Over the course of two weeks, participants of the intervention group answered a sleep protocol via an online platform (SoSciSurvey), two times during the day—immediately before going to bed and every morning no later than 30 min after getting up [29]. Figure 1 provides an overview of the experimental set-up. The first week served as a baseline measurement; in the second week, the SWA recorded the nocturnal sleep behavior. Furthermore, a p-PSG device, SOMNOwatch™ Plus EEG (SOMNOmedics, Randesacker, Germany), was used during the last two nights. The participants positioned ten self-adhesive electrodes in their home environment, after receiving information and personal briefings about the handling, as recommended by Hof zum Berge et al. [26]. As the aim of the present study was to analyze the effect of the application of that device only, data of those recordings are not reported in this manuscript.
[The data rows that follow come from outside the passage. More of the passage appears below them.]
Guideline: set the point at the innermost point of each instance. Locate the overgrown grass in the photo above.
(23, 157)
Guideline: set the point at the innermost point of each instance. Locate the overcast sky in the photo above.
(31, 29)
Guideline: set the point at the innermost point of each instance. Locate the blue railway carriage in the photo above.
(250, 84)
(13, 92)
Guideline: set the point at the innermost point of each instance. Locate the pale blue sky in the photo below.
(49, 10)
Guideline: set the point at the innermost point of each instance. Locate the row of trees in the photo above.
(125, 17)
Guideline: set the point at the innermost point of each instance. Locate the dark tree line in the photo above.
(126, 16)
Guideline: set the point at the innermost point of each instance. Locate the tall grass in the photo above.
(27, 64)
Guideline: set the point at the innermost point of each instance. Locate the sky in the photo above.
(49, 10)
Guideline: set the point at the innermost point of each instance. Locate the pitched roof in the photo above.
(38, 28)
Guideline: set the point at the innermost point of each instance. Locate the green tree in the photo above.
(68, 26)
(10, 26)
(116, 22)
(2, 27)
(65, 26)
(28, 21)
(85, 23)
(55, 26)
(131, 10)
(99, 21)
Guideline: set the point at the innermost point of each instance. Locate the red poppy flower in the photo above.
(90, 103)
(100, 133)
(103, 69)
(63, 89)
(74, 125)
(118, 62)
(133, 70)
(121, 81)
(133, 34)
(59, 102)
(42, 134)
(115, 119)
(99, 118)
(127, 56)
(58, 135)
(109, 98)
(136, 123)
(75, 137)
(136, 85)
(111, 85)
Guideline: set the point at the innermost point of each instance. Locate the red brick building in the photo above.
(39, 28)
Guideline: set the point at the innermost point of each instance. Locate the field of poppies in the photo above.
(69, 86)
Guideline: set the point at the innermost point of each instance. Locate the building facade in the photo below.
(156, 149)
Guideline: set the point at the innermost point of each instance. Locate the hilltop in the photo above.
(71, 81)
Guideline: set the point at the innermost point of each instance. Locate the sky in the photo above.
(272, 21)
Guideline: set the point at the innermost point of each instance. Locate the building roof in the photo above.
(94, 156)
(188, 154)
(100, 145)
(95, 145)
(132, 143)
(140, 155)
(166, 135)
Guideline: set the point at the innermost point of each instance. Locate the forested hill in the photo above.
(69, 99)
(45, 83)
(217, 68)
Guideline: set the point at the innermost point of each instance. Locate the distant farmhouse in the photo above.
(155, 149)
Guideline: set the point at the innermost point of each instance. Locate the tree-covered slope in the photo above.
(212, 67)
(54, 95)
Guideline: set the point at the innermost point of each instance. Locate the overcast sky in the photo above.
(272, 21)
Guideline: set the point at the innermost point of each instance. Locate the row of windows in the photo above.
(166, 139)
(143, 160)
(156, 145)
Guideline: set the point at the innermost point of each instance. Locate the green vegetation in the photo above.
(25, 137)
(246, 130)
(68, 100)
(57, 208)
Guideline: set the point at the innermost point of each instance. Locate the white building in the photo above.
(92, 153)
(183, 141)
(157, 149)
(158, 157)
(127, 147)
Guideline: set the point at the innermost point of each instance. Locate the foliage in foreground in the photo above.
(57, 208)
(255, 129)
The DBAS was answered at the beginning and at the end of the monitoring phase, while the control group did not receive any instructions in that interval. Participants of both groups could freely choose their times of lights-off and lights-on.
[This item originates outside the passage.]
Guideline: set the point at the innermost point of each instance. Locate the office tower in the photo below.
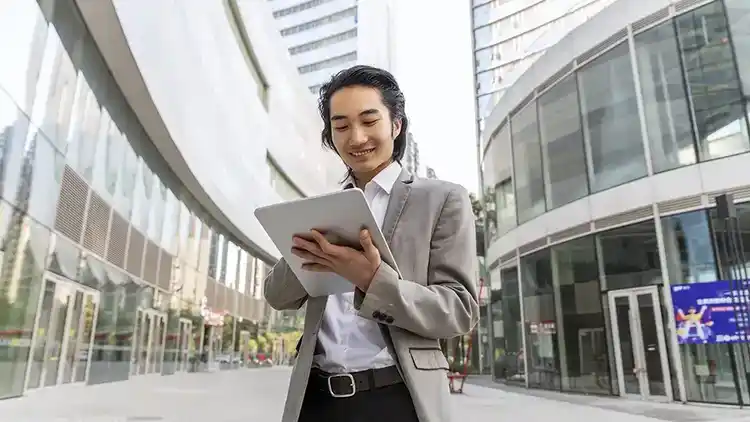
(602, 165)
(136, 139)
(326, 36)
(511, 35)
Click to view original image

Figure 1 Overview of the experimental set-up. Note: DBAS = Dysfunctional Beliefs and Attitudes about Sleep Scale; p-PSG = Portable polysomnography.

2.4 Statistical Analyses

Statistical analyses were performed with IBM SPSS 25. A mixed analysis of variance (ANOVA) was conducted with the group as a between-subject factor to compare the monitoring group and the control group, regarding the DBAS ratings from pre-monitoring (t1) to post-monitoring (t2). In a second step, gender was integrated into the analysis.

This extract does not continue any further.